Mereka bertiga sengaja datang demi menonton aksi panggung Yura Yunita dan Rio Febrian. Namun, sebelum dua artis ini tampil, mereka pun memuaskan diri dengan berswafoto di berbagai sudut balkondes, termasuk di area lahan tembakau di sebelah balkondes.
Direktur PT Manajemen Community Based Tourism (CBT) Nusantara, Jatmika Budi Santoso, mengatakan, jumlah pengunjung Balkonjazz Festival 2019 diperkirakan mencapai sedikitnya 3.000 orang.
”Jumlah pengunjung kali ini memecahkan rekor karena selama dua tahun program pembangunan balkondes berjalan, belum pernah ada satu balkondes pun yang mampu menyerap pengunjung sebanyak ini,” ujarnya.
Angka kunjungan ke Balkondes Tuksongo kali ini juga ”menandingi” rata-rata jumlah wisatawan ke Candi Borobudur yang berkisar 3.000-4.000 orang per hari.
Efek ekonomi
Inisiator yang juga Direktur Balkonjazz Festival, Bakkar Wibowo, menuturkan, Balkonjazz berangkat dari pemikiran untuk membuat destinasi wisata yang selama ini dikelola oleh pemerintah melalui badan usaha milik negara (BUMN) juga memberi efek ekonomi bagi masyarakat yang tinggal di sekitarnya. ”Jadi, yang kaya jangan negara saja. Masyarakat sekitar juga dapat (manfaatnya),” ujar Bakkar.
Dari situ kemudian muncul gagasan untuk mempromosikan balkondes yang selama ini menjadi wadah untuk meningkatkan ekonomi desa melalui usaha penginapan dan tempat makan yang seluruhnya dikelola warga atau desa. Di kawasan Borobudur setidaknya terdapat 20 balkondes, termasuk di Tuksongo yang menjadi tempat penyelenggaraan Balkonjazz 2019.
Festival, diungkapkan Bakkar, hanyalah salah satu cara untuk mempromosikan balkondes sehingga kemudian lahir Balkonjazz. Namun, meski Balkonjazz juga bertabur bintang, musik tidak menjadi prioritas dalam festival yang menggabungkan musik dan budaya lokal ini.
”Justru yang didorong adalah pasarnya, benar-benar pasar tiban, namanya Pasar Balkon, yang sebenarnya merupakan miniatur dari pameran UMKM, tetapi ini di desa, diikuti desa-desa balkondes,” kata Bakkar.
Di Pasar Balkon, produk yang dipasarkan adalah produk-produk lokal.

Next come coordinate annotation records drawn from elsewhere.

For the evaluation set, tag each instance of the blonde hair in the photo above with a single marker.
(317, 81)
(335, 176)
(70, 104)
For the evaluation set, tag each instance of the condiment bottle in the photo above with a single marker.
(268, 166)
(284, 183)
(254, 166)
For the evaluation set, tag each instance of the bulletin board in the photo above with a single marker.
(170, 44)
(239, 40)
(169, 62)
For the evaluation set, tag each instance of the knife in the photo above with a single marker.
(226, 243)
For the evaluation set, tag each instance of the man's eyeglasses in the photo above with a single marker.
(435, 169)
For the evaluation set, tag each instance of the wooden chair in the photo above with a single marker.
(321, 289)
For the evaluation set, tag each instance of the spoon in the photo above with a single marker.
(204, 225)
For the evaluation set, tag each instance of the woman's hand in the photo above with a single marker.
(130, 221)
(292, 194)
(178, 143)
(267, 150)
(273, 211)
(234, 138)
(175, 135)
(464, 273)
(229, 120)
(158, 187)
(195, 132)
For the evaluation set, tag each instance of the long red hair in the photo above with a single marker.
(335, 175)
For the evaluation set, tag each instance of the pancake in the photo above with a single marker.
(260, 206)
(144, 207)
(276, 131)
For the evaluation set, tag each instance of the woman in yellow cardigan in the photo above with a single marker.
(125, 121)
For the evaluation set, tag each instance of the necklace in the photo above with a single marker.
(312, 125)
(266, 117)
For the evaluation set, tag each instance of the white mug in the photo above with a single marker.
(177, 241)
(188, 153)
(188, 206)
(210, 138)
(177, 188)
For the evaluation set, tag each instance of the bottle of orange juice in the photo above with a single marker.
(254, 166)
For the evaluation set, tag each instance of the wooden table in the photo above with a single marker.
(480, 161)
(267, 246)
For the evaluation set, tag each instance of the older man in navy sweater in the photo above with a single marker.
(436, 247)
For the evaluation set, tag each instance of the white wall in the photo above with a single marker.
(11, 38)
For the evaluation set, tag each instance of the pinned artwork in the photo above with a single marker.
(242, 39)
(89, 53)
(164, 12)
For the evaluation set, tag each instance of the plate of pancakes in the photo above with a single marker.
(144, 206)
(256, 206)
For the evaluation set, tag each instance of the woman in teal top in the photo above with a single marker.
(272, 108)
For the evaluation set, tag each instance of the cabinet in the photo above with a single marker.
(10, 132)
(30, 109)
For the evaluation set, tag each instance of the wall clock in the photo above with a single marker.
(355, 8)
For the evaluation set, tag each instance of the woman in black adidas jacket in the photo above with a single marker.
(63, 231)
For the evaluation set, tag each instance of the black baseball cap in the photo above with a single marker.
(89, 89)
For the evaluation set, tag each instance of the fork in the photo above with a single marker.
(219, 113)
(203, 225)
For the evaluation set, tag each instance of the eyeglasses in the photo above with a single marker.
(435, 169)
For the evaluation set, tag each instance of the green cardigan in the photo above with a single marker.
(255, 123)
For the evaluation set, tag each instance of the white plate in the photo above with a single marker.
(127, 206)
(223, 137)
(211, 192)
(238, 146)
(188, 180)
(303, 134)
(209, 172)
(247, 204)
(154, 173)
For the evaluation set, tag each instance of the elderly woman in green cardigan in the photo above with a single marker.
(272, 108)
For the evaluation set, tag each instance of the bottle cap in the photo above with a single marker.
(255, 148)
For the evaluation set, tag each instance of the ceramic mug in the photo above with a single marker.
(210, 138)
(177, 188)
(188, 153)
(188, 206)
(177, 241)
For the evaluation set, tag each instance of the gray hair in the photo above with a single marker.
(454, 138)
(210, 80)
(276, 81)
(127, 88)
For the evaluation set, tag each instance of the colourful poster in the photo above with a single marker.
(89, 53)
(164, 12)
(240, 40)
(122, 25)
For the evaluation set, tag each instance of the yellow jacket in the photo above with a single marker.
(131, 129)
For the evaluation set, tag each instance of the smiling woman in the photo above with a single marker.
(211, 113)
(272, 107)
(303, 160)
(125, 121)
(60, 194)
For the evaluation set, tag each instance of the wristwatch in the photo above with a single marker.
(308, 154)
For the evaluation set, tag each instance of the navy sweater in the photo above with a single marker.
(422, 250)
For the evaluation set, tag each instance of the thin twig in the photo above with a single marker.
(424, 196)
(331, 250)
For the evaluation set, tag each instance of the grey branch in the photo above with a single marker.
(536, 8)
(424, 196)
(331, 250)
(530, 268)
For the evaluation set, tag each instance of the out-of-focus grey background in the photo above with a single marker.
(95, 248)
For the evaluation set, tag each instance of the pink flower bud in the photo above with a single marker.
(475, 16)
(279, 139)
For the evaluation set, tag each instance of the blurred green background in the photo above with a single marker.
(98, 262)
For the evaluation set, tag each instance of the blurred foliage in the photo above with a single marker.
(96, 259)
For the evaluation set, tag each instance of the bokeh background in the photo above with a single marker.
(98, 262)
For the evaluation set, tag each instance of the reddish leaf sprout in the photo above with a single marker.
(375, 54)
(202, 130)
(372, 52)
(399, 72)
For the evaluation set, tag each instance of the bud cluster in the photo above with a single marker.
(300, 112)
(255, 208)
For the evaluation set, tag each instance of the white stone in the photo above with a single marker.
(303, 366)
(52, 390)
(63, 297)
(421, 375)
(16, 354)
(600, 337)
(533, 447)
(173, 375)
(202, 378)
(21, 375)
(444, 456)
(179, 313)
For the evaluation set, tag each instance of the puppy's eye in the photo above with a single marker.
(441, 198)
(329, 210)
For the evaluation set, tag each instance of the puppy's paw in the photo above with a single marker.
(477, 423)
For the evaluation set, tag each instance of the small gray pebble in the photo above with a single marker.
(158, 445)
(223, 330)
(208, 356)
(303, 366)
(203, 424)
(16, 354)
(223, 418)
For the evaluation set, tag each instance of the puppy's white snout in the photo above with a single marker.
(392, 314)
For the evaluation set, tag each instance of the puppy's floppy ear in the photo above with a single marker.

Untuk mencapai arena Balkonjazz, pengunjung harus melewati Pasar Balkon, begitu juga saat meninggalkan lokasi. Dengan begitu, diharapkan terjadi transaksi ekonomi yang memberdayakan produsen lokal. ”Yang pasti, ini adalah sebuah upaya, sebuah pemantik, untuk menarik orang datang ke sana. Ya, lewat musik,” ucapnya.
Selama acara, pengunjung juga akan disuguhi berbagai kesenian tradisional setempat. Kesenian tradisional yang hidup di Tuksongo yang diangkat di Balkonjazz kali ini adalah topeng ireng dan manohara. Tujuannya, agar pengunjung semakin mengenal kesenian tradisional tersebut.
”Harapannya, kelak Balkonjazz bisa dilakukan di banyak titik di seluruh Nusantara. Terutama titik-titik yang merupakan destinasi pariwisata, seperti Labuan Bajo, Tampaksiring (Bali), dan Toraja,” kata Bakkar. Dengan demikian, ekonomi lokal akan tumbuh dan selanjutnya bisa membuka lapangan pekerjaan bagi banyak orang.
Deputi Bidang Usaha, Energi, Logistik, dan Pariwisata Kementerian BUMN Edwin Hidayat Abdullah mengatakan, ke depan, acara-acara musik semacam ini akan terus diselenggarakan sebagai acara rutin tahunan. Hal ini menjadi bagian dari upaya pemerintah untuk memeratakan gairah dan daya tarik wisata di kawasan Borobudur agar tidak terus terpusat di bangunan Candi Borobudur saja.
”Kita berupaya untuk menggerakkan wisata, di mana setiap pengunjung yang datang menikmati wisata di berbagai sudut, di luar candi,” ujar Edwin.